Hi Biostars community,
I am currently doing survival and other analyses in RNAseq gene expression data using the ACC TCGA database.
How can i change the code for obtaining the z-score applying this formula?
z = [(value gene X in tumor Y)-(mean gene X in tumor)]/(standard deviation X in tumor)
since ACC data has no normal values, so no n_index. I solved voom transformation but I am stucked with this.
scal <- function(x,y){
mean_n <- rowMeans(y) # mean of normal
sd_n <- apply(y,1,sd) # SD of normal
# z score as (value - mean normal)/SD normal
res <- matrix(nrow=nrow(x), ncol=ncol(x))
colnames(res) <- colnames(x)
rownames(res) <- rownames(x)
for(i in 1:dim(x)[1]){
for(j in 1:dim(x)[2]){
res[i,j] <- (x[i,j]-mean_n[i])/sd_n[i]
}
}
return(res)
}
z_rna <- scal(rna_vm[,t_index],rna_vm[,n_index])
Can I just t(scale(t(rna_vm)))?
I guess Its not the solution...
Sorry for the naive question. Im kinda new in R and bioinformatics. Thank you so much, Alex
Thank you very much Kevin, your reply has been very helpful to me.
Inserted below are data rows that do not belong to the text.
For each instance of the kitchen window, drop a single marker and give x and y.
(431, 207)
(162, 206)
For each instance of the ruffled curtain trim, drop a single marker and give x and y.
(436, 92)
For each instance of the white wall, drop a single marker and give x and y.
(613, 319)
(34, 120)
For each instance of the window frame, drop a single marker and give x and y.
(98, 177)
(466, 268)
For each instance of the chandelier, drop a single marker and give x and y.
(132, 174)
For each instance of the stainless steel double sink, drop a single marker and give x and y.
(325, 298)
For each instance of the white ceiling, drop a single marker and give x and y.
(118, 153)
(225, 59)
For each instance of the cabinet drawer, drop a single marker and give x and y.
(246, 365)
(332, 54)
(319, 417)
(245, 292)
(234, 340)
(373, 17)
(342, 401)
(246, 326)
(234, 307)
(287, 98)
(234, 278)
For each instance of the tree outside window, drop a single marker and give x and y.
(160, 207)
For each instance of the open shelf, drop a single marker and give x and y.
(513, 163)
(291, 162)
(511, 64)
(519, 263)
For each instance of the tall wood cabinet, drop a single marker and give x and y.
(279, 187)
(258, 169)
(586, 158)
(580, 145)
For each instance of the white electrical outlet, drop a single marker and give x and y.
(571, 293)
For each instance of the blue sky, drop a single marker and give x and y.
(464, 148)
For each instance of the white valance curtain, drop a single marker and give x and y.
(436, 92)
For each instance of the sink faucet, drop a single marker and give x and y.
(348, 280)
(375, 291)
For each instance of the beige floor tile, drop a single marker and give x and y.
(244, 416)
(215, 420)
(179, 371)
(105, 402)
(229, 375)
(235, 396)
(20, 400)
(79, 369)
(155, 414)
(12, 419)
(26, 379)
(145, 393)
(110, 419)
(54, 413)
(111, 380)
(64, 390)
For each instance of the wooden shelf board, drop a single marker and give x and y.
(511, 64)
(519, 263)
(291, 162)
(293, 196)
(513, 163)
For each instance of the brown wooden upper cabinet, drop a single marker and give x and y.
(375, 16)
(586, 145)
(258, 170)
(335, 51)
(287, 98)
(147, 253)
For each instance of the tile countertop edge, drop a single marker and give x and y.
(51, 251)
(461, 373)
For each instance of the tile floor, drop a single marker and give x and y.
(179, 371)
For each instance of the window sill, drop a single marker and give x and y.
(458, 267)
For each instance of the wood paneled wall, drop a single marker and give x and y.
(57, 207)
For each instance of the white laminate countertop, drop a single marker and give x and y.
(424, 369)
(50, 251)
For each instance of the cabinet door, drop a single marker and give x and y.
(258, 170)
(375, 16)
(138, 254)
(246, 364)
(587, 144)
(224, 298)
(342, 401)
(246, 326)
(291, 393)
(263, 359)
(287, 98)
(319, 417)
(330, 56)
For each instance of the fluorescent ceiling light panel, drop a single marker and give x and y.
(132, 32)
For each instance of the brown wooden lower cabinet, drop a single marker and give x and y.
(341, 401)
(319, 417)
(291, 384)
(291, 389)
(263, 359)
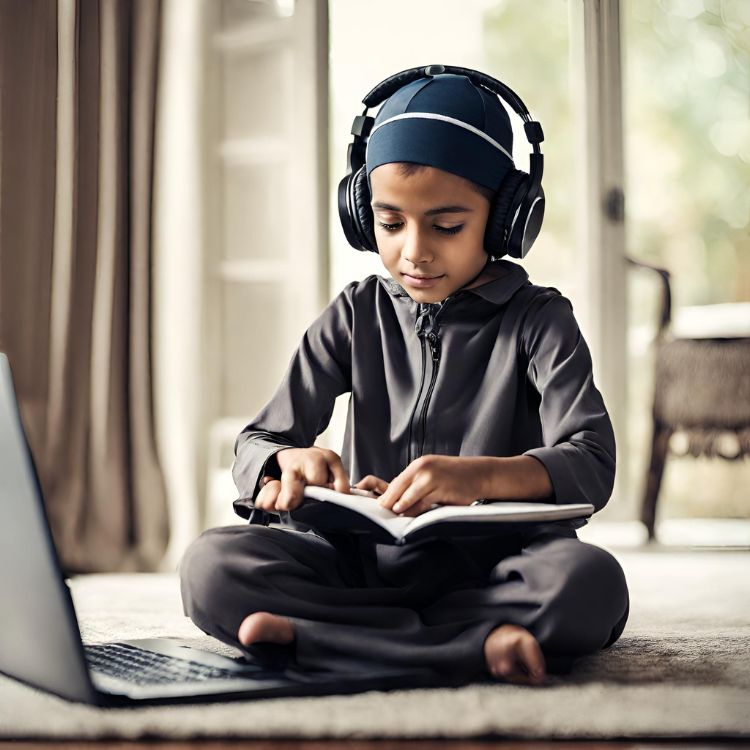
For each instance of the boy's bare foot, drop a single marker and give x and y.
(263, 626)
(513, 654)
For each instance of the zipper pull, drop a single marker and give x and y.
(434, 345)
(424, 311)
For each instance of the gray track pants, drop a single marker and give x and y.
(432, 604)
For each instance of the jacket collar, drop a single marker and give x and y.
(497, 291)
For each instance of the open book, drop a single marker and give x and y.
(329, 510)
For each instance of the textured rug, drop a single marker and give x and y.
(680, 669)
I have been doing some research and I still don't know why one approach would be more favorable rather than the other one. Scaling by row shows me very low expression values, so I tried by global and I get a median z-score of my gene of interest closer to the median of my gene in other databases (with normal samples), so I will keep global as a better approach..
Alex
I think that we usually 'scale per gene' (i.e., the
t(scale(t(x)))
example) for visualisation purposes, e.g., heatmaps, or where we are doing univariate analysis, like survival analysis with gene expression.The global Z-score makes a lot more sense in other scenarios, obviously.
I agree. The problem is that scaling per gene extremely stratify the samples (after create an event vector) over the median expression gene of interest value, so almost the entire samples are "high expression". I'm not completely sure if global z-score is a bad practice for survival analysis with gene expression.